I have to proof the following statement:
Let $S(n)$ the number of (positive) squarefree divisors of $n$, thus $S(n)=\sum \limits_{d \mid n} \left|{\mu(d)}\right|$, and let $\omega$ be the number of different prime integers of $n$. Then follows $S(n)=2^{\omega(n)}$.
Any help is appreciated.
[Edit]
Ok, I'll try the proof:
Let $n=p_{1}^{e_1} * p_{2}^{e_2}* \ldots *p_{k}^{e_k}$
Both functions are multiplicative, so we get the following
$\sum \limits_{d \mid p_{1}^{e_1}} \left| {\mu(d)} \right|=\left| 1+\mu(p_{1}^{e_1}) \right|$
$\sum \limits_{d \mid p_{2}^{e_2}} \left| {\mu(d)} \right|=\left| 1+\mu(p_{2}^{e_2}) \right|$
$\vdots$
$\sum \limits_{d \mid p_{k}^{e_k}} \left| {\mu(d)} \right|=\left| 1+\mu(p_{k}^{e_k}) \right|$
When $p_i$ is squarefree, we get for each addend as result a $"2"$. So we have $2^k$ possibilities. If $p_i$ is not squarefree, the addend is $"1"$. That finishs the proof.
Best Answer
Hint: Line up all the prime divisors of $n$, say $p_1$, $p_2$, and so on up to $p_k$, in a row. To make a square-free divisor of $n$, stop in front of each prime and say YES or NO (if you prefer, say $1$ or $0$). All NO gives you the square-free divisor $1$. All YES gives you $p_1p_2\cdots p_k$. Some YES some NO gives you stuff in between. How many ways can you make your decisions?
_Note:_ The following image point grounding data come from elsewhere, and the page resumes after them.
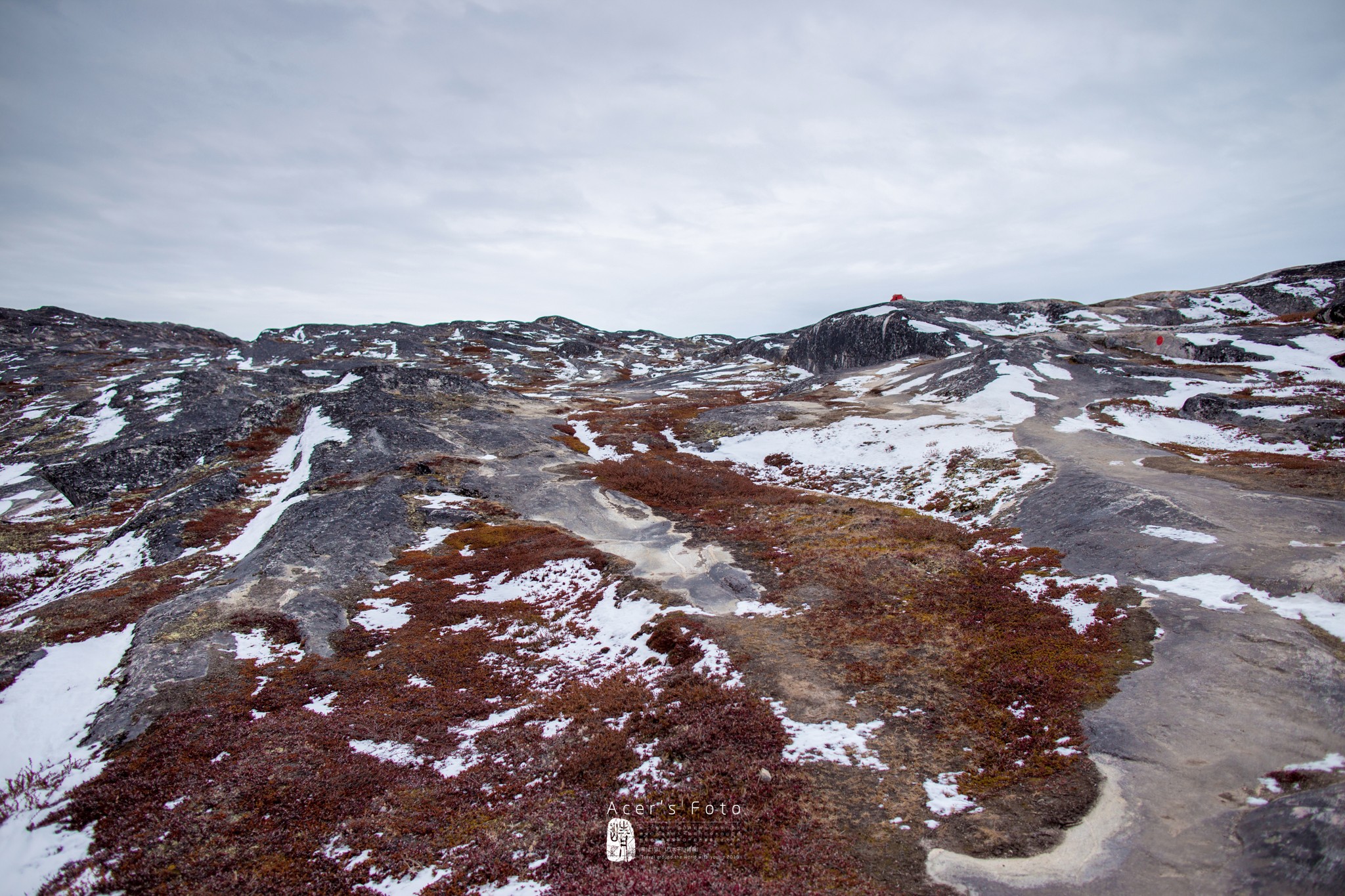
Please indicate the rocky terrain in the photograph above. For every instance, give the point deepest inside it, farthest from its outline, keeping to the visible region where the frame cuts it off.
(921, 598)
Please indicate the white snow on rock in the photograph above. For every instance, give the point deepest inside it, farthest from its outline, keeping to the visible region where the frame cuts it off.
(106, 422)
(322, 706)
(899, 461)
(382, 616)
(1080, 612)
(549, 581)
(408, 884)
(346, 382)
(1219, 591)
(591, 631)
(513, 887)
(295, 456)
(1214, 590)
(466, 756)
(1002, 400)
(830, 742)
(43, 716)
(943, 797)
(757, 608)
(1158, 429)
(15, 473)
(433, 536)
(1033, 323)
(598, 452)
(1313, 608)
(96, 571)
(255, 645)
(390, 752)
(1332, 762)
(1179, 535)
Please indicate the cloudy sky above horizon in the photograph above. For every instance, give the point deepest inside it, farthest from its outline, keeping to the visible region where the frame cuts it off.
(694, 167)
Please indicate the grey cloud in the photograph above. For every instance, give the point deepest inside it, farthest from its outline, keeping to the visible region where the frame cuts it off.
(686, 167)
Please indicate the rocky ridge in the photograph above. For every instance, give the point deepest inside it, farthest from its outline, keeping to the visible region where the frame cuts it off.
(223, 501)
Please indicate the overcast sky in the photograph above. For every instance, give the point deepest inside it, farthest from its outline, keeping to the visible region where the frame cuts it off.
(689, 167)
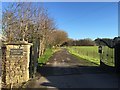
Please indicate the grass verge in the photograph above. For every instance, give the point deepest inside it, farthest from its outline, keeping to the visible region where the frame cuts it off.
(45, 57)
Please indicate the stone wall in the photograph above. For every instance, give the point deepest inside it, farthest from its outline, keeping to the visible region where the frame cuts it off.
(15, 63)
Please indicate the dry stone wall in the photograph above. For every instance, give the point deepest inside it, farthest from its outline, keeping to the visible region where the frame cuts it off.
(15, 63)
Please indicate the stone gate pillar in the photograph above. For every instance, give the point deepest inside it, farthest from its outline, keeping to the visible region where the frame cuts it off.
(15, 62)
(117, 57)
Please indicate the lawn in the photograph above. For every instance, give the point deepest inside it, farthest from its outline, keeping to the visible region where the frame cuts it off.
(91, 53)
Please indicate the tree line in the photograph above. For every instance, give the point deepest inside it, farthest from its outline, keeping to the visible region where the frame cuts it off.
(30, 22)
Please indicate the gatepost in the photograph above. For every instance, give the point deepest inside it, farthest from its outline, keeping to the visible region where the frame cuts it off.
(15, 62)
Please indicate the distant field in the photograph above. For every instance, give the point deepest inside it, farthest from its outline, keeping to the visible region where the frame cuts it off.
(91, 53)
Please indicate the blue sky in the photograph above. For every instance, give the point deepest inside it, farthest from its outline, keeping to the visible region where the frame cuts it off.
(85, 19)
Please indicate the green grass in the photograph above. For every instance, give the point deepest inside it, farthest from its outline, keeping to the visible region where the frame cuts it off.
(45, 57)
(91, 53)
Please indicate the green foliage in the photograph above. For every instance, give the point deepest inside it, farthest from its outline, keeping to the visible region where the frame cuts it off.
(47, 54)
(44, 58)
(91, 53)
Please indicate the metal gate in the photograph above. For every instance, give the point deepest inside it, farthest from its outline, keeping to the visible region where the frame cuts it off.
(110, 53)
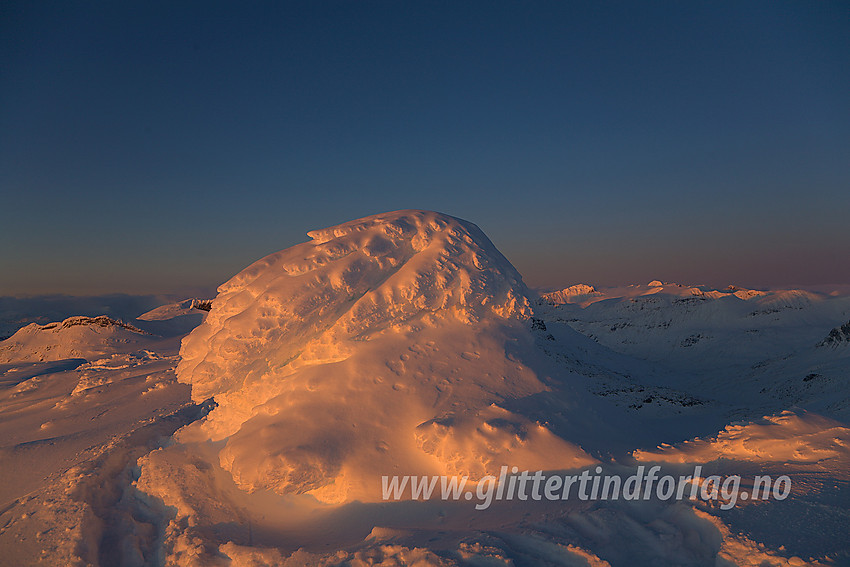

Another way: Note that $\sum_{d|n}|\mu(n)|$ and $2^{\omega(n)}$ are both multiplicative functions of $n$. So to verify they are the same, we need only verify equality at $1$ and at prime powers. For any prime $p$, and any $e>0$, if $n=p^e$, each of our functions is $2$ at $n$. This proof is probably the intended one.